[title type="h5"]Sunday, September 22, 2013.[/title]
I slept better last night than the night before, but nowhere near well. I'm still roiling with thoughts about the future of the radio show. Mary Ann, who is both sympathetic to my disturbance and full of ideas about how to turn the whole situation to my advantage, began her comforting program by offering to join me for breakfast. At Bella Luna, yet, which she avoids because the food is too good there for her to resist eating too much of it.
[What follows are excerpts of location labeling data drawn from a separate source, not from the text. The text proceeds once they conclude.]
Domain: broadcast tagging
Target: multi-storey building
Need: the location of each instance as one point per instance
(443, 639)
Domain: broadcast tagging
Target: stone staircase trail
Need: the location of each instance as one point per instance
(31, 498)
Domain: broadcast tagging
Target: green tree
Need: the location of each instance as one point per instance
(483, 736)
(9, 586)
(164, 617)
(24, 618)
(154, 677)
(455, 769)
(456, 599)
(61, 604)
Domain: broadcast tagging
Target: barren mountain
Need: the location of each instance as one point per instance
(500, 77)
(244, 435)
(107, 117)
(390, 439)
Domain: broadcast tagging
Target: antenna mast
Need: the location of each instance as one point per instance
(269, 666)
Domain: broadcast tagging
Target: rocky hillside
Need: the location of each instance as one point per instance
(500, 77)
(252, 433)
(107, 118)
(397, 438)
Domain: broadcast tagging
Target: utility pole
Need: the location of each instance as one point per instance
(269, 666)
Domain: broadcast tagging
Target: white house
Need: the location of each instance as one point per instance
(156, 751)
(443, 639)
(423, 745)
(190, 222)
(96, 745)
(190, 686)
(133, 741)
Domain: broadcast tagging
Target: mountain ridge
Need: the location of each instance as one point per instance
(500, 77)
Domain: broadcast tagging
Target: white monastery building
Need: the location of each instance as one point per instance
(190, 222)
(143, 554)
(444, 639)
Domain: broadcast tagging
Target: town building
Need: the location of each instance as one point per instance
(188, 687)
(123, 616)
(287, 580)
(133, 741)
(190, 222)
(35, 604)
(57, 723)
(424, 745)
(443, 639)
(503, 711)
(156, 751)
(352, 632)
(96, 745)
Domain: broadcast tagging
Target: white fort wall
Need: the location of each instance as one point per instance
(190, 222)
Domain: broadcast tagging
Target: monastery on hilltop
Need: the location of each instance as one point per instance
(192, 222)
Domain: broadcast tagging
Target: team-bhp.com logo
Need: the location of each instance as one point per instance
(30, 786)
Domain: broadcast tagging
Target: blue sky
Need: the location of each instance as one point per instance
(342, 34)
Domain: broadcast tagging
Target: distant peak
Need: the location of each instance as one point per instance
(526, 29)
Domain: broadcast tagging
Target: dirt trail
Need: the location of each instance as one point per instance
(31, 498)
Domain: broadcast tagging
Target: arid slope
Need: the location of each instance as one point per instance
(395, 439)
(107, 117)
We had another of those wonderful morning repasts. Hers was the usual meat-jammed omelette, mine the poached eggs with fried eggplant, Italian sausage and marinara. Vincent Riccobono, the owner, told me that a lot of people had come in recently as a result of my placing Bella Luna very high on the list of best breakfast places in the New Orleans area last week.
Still too wet to cut the grass. I took an extra-long walk instead, and managed to push the radio situation off center stage.
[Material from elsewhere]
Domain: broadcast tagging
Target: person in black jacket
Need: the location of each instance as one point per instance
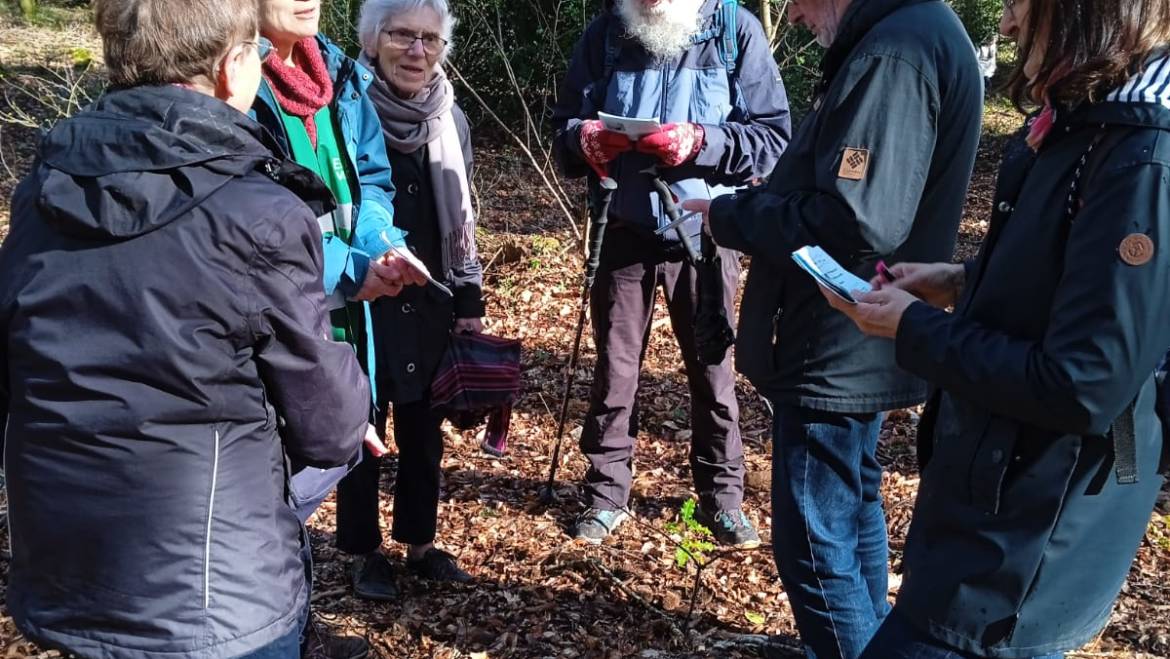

Across the lake to River Ridge I went in late afternoon. I was to give a talk to a group of middle school students and their parents about the history of the New Orleans food culture. They were all in a program focusing on the history of our area as it relates to local geography, geology, and anthropology.
I wasn't sure how my specialty would go over with eleven-to-thirteen-year-olds, or if the three stories I always begin my talks with would even be understood. In fact, almost all of the forty or so young people were fully attentive, and asked excellent questions about local foods and cooking. Not from having read up on the right questions to ask, but because they were obviously very interested. Food cuts across all demographic lines.
The talk took place at St. Matthew's parish center. I was never a student there, but it was closer to where I lived than my alma mater St. Rita's, so I was often involved there. In fact, I was a member of St. Matthew's Junior Holy Name Society, a fun group of pre-teen boys (only!). I still have my lapel pin around somewhere.